Ms. Sax has found that interacting with professors is a powerful influence on how women view themselves. It can cut both ways, though. If women feel that faculty are taking them seriously, they tend to feel better about themselves. But if they think they’re not being taken seriously, that impression can undermine their confidence.
Some scholars question the severity of the differences between the genders. Race and class have a far greater impact on students’ academic success in college than does gender, says Richard Arum, one of the authors of Academically Adrift: Limited Learning on College Campuses (University of Chicago Press, 2011).
He believes the impact of engagement on learning might be overstated, or even misconstrued. Engagement is good for keeping students in college, he says, but while researching his book he found no evidence that students who were more socially engaged learned more. “In some cases,” he says, “they learned less.”
He found that the only differences between the genders were in grades—women had higher grade-point averages—and choice of major.
(Mr. Arum has had his own problems with engagement among male students: By the time he and his co-author went to press with Academically Adrift, the proportion of men in the sample had dwindled to 37 percent as male students dropped out. Today, as he continues research for a follow-up book, it’s down even further, to 29 percent.)
Maybe increased social engagement would help more men stay in college, he concedes. “But it’s not helping them learn.”

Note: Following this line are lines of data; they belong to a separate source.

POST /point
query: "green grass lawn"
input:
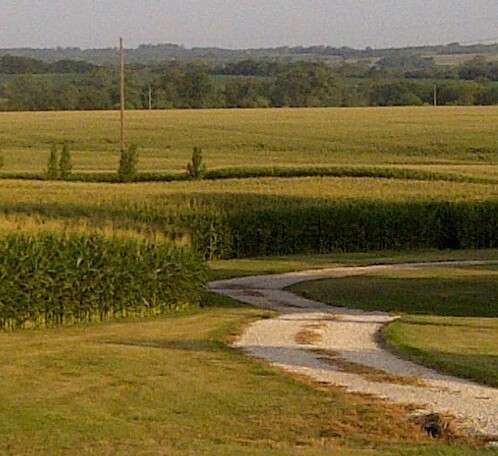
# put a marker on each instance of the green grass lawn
(451, 314)
(173, 386)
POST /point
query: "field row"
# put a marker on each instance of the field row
(446, 136)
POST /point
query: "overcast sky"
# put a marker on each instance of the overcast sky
(246, 23)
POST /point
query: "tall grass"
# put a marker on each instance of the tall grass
(252, 217)
(50, 280)
(256, 138)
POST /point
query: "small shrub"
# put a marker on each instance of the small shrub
(53, 166)
(65, 166)
(196, 168)
(128, 164)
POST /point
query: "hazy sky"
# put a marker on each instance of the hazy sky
(246, 23)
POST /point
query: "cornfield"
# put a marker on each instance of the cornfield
(50, 280)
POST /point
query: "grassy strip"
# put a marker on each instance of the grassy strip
(441, 291)
(465, 347)
(459, 337)
(172, 386)
(225, 269)
(283, 172)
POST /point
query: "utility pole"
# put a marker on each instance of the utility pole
(122, 93)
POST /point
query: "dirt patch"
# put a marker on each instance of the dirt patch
(370, 373)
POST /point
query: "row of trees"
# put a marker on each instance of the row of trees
(196, 85)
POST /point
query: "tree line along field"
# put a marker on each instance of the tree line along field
(460, 140)
(163, 381)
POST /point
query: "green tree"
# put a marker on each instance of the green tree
(128, 164)
(65, 166)
(196, 168)
(53, 168)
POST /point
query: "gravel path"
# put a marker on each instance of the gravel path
(340, 346)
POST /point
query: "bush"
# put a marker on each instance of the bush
(49, 280)
(196, 168)
(52, 165)
(65, 166)
(128, 164)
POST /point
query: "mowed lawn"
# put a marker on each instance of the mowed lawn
(173, 386)
(454, 137)
(450, 315)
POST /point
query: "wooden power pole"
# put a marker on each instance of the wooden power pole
(122, 93)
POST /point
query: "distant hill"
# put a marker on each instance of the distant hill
(148, 53)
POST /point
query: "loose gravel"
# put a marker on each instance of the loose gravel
(350, 337)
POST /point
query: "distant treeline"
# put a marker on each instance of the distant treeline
(404, 79)
(154, 53)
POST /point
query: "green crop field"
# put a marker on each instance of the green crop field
(172, 384)
(411, 137)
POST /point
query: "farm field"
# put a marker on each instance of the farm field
(172, 384)
(412, 137)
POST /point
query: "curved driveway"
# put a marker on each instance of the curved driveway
(340, 346)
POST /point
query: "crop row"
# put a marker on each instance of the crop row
(218, 229)
(50, 280)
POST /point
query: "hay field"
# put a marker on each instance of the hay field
(453, 137)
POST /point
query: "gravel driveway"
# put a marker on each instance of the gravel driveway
(340, 346)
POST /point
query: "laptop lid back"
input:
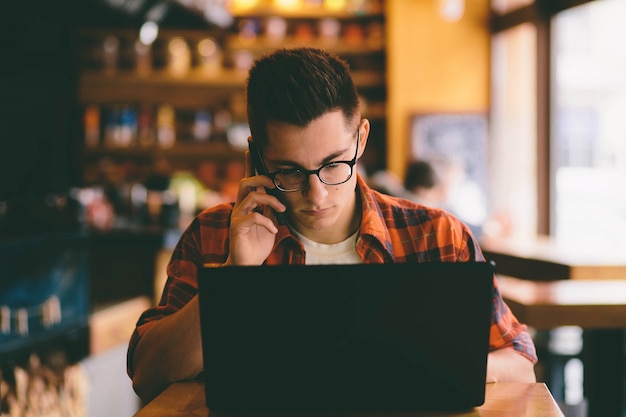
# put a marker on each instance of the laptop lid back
(346, 337)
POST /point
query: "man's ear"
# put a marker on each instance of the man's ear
(364, 130)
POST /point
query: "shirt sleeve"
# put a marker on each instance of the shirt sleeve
(506, 331)
(181, 286)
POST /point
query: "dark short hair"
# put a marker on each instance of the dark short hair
(296, 86)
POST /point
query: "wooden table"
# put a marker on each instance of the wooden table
(501, 400)
(543, 258)
(599, 308)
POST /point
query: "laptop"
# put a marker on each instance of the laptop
(393, 337)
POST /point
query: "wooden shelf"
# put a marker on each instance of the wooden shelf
(311, 12)
(262, 45)
(204, 151)
(196, 89)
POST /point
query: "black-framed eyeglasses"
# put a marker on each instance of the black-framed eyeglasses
(331, 173)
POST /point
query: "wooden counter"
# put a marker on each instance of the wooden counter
(599, 308)
(501, 400)
(544, 258)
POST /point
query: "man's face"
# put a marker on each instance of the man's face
(323, 213)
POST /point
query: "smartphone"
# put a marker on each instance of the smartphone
(261, 169)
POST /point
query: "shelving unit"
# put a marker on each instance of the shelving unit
(221, 89)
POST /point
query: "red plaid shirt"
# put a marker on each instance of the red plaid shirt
(392, 230)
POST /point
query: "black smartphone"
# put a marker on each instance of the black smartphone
(261, 169)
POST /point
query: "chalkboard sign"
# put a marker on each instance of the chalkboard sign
(460, 138)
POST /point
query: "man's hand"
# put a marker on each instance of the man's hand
(253, 221)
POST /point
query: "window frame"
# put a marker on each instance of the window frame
(539, 13)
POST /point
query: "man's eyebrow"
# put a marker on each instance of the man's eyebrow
(329, 158)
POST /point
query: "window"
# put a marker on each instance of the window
(557, 118)
(588, 130)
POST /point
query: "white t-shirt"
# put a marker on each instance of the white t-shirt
(337, 253)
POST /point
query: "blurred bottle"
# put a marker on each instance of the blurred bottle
(179, 57)
(91, 120)
(110, 54)
(166, 130)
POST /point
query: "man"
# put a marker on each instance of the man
(307, 131)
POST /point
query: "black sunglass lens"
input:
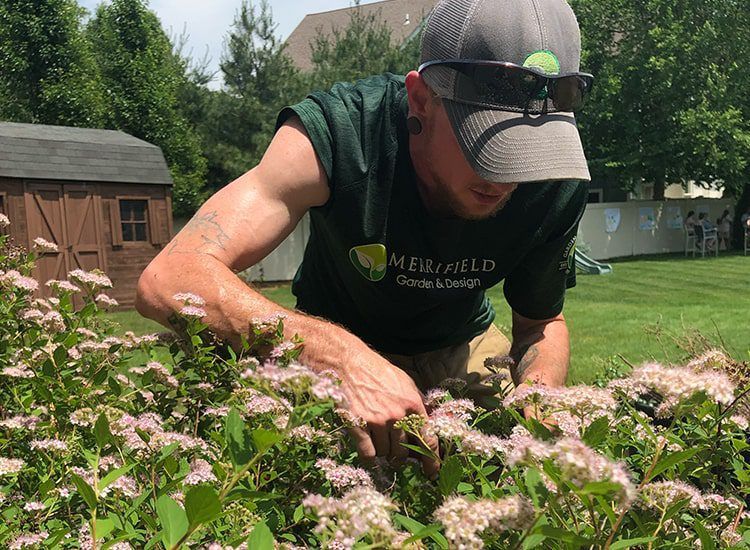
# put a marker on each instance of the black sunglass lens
(568, 93)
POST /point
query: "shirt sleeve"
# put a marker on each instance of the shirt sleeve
(536, 287)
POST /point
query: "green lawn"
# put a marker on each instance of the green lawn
(646, 309)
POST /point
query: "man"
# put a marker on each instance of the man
(423, 192)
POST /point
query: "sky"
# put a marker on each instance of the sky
(206, 23)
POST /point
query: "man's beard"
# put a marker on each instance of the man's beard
(445, 203)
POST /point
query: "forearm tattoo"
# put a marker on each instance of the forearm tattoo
(207, 228)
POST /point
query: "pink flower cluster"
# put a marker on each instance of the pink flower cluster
(93, 279)
(62, 286)
(21, 422)
(361, 511)
(296, 379)
(578, 462)
(193, 312)
(675, 384)
(21, 370)
(105, 301)
(10, 465)
(450, 421)
(465, 520)
(342, 476)
(151, 424)
(189, 299)
(572, 408)
(28, 540)
(43, 245)
(256, 403)
(51, 444)
(660, 495)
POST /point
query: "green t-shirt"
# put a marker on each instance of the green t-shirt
(405, 282)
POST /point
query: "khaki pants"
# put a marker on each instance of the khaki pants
(463, 361)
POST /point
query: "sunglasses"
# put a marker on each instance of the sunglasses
(507, 86)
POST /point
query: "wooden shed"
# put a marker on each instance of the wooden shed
(104, 197)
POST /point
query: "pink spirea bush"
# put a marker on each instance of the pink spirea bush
(111, 440)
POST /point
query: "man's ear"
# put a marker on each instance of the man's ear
(420, 95)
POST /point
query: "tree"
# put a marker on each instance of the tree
(363, 48)
(142, 76)
(47, 71)
(664, 108)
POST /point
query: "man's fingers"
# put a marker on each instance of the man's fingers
(365, 447)
(382, 440)
(431, 465)
(399, 453)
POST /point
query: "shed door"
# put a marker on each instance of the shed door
(69, 216)
(84, 228)
(46, 218)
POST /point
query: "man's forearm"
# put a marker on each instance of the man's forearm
(231, 306)
(541, 352)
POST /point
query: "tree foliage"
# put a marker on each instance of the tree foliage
(47, 71)
(665, 108)
(363, 48)
(142, 76)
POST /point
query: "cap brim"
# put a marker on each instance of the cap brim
(508, 147)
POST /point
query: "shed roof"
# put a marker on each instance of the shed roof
(39, 151)
(402, 17)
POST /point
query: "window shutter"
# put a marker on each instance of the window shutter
(115, 222)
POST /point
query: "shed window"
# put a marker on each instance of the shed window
(134, 219)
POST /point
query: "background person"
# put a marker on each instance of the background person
(462, 171)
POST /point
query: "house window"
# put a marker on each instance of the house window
(134, 220)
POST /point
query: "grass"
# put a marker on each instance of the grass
(648, 308)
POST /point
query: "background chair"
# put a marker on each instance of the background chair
(705, 239)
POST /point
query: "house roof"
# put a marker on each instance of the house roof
(38, 151)
(402, 17)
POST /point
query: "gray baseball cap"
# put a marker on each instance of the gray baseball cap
(502, 143)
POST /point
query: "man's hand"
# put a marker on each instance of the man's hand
(382, 394)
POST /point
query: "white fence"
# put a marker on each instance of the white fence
(610, 230)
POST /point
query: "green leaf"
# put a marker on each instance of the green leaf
(451, 472)
(60, 355)
(416, 528)
(596, 432)
(533, 541)
(564, 535)
(299, 513)
(174, 522)
(239, 439)
(627, 543)
(101, 431)
(202, 505)
(104, 527)
(85, 490)
(535, 485)
(114, 475)
(672, 460)
(265, 439)
(261, 538)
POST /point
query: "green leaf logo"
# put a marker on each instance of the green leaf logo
(370, 261)
(544, 60)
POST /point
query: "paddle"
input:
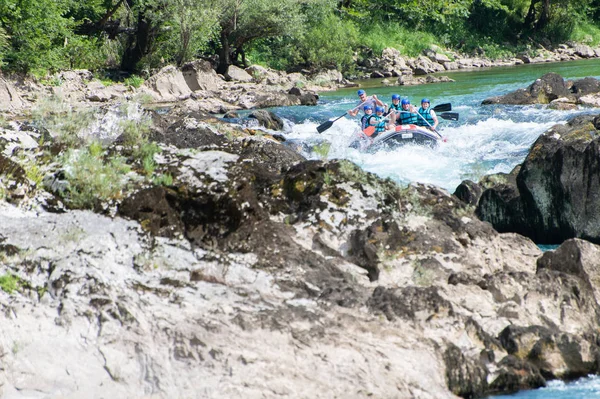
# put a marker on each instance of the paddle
(443, 107)
(451, 116)
(324, 126)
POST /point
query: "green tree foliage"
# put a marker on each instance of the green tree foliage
(47, 35)
(192, 26)
(244, 21)
(39, 35)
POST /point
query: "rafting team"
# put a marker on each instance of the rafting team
(400, 112)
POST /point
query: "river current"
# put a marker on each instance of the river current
(485, 140)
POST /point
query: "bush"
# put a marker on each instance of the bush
(91, 179)
(409, 42)
(64, 122)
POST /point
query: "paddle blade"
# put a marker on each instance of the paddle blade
(443, 107)
(324, 126)
(451, 116)
(369, 130)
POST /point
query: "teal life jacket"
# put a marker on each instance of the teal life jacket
(426, 114)
(396, 107)
(408, 118)
(364, 121)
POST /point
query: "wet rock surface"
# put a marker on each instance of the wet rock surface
(551, 88)
(554, 195)
(263, 274)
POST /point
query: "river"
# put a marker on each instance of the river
(485, 140)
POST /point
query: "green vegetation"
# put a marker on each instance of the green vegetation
(40, 36)
(9, 283)
(92, 178)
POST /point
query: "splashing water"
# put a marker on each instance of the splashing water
(486, 139)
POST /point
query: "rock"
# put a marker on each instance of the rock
(468, 192)
(237, 74)
(552, 198)
(199, 75)
(10, 99)
(167, 85)
(267, 119)
(544, 90)
(584, 51)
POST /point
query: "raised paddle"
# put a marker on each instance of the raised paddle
(443, 107)
(451, 116)
(324, 126)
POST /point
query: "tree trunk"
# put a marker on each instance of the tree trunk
(224, 53)
(137, 45)
(530, 18)
(544, 15)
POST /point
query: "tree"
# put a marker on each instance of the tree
(244, 21)
(37, 32)
(194, 25)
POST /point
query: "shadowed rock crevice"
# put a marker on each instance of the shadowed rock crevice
(555, 194)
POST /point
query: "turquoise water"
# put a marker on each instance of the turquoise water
(486, 139)
(585, 388)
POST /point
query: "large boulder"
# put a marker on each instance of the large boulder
(545, 89)
(10, 99)
(199, 75)
(556, 193)
(168, 85)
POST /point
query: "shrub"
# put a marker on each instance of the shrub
(64, 122)
(91, 179)
(134, 81)
(9, 283)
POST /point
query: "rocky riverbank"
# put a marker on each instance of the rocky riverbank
(219, 263)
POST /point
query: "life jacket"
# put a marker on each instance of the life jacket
(408, 118)
(378, 124)
(397, 107)
(364, 121)
(426, 114)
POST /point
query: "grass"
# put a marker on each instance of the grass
(407, 41)
(9, 283)
(586, 32)
(64, 122)
(134, 81)
(91, 178)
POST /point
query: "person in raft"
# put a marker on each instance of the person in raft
(373, 101)
(379, 121)
(364, 121)
(394, 109)
(409, 114)
(428, 117)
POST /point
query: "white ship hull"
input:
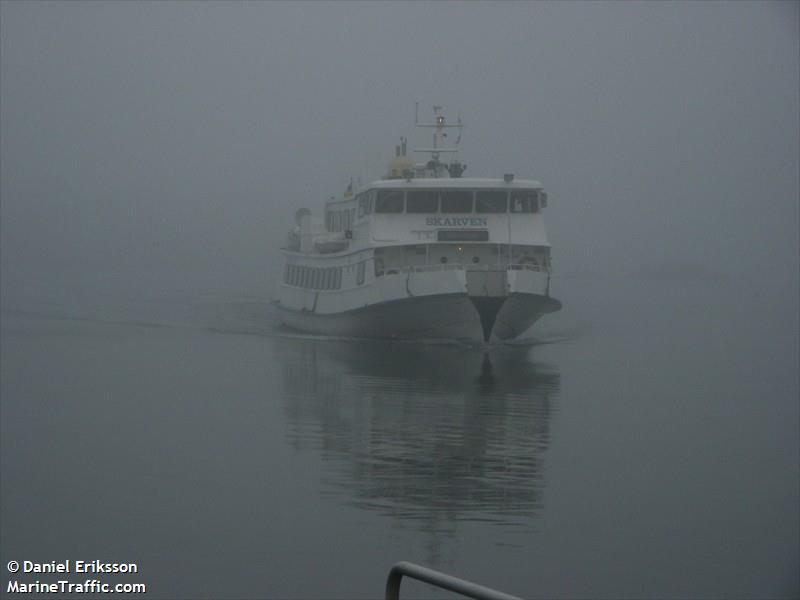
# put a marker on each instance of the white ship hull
(448, 316)
(421, 305)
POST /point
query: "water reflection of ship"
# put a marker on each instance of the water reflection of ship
(438, 434)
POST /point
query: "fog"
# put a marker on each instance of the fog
(155, 146)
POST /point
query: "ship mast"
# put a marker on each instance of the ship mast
(434, 165)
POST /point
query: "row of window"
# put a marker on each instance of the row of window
(449, 201)
(317, 278)
(313, 277)
(340, 220)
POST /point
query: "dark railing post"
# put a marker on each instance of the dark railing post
(442, 580)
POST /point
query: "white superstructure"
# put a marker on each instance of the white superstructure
(423, 253)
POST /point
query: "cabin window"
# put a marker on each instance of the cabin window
(389, 201)
(493, 201)
(456, 201)
(422, 202)
(524, 201)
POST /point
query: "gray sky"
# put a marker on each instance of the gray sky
(177, 139)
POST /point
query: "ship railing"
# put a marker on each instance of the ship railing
(440, 580)
(465, 266)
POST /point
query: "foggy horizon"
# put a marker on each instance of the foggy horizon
(149, 142)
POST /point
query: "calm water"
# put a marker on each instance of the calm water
(643, 444)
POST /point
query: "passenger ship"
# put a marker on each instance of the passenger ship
(423, 253)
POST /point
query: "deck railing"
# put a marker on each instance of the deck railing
(459, 266)
(440, 580)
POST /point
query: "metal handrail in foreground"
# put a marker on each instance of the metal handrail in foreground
(441, 580)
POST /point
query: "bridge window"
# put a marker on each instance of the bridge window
(456, 201)
(525, 201)
(493, 201)
(389, 201)
(422, 202)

With growth in female enrollment attributed in large part to an influx of women from previously underrepresented minority groups, it’s men of color, researchers say, who are least likely to engage.
Mr. Morgan, the Indiana graduate student, has found that to be true. As an undergraduate at Florida and a self-described “involved guy,” he wanted to understand why his fellow African-American male students held back. Under the auspices of his fraternity, he organized a group of black men to get together and talk about their experiences at the university.
The reason that black men didn’t get involved, he learned, was that they didn’t want to be seen as “gay” or nerdy. They also didn’t want to seem white. After the discussion, Mr. Morgan says, he was angry. But he didn’t know where to lay blame: On men, for hanging back? On the university, for not engaging them? On the women, whose energy the men saw as emasculating? “I was just confused,” he says.
Some scholars and campus officials are grappling with similar dilemmas. But they do acknowledge that in other respects, the gender gap favors men. They still earn more than women, and they tend to dominate positions of power and prestige in government and the private sector. But Frank Harris III, an associate professor of postsecondary education at San Diego State University who has studied engagement among male college students for a decade, says that such eventual success doesn’t let colleges off the hook now.
“Men are absolutely still more advantaged in society than are women,” Mr. Harris says. “But I don’t think that should be a reason for us not to do the work necessary to help men become better people.”
The work that colleges do with men in their college years, he believes, could help them make better decisions later in life.
But first, colleges need men to show up.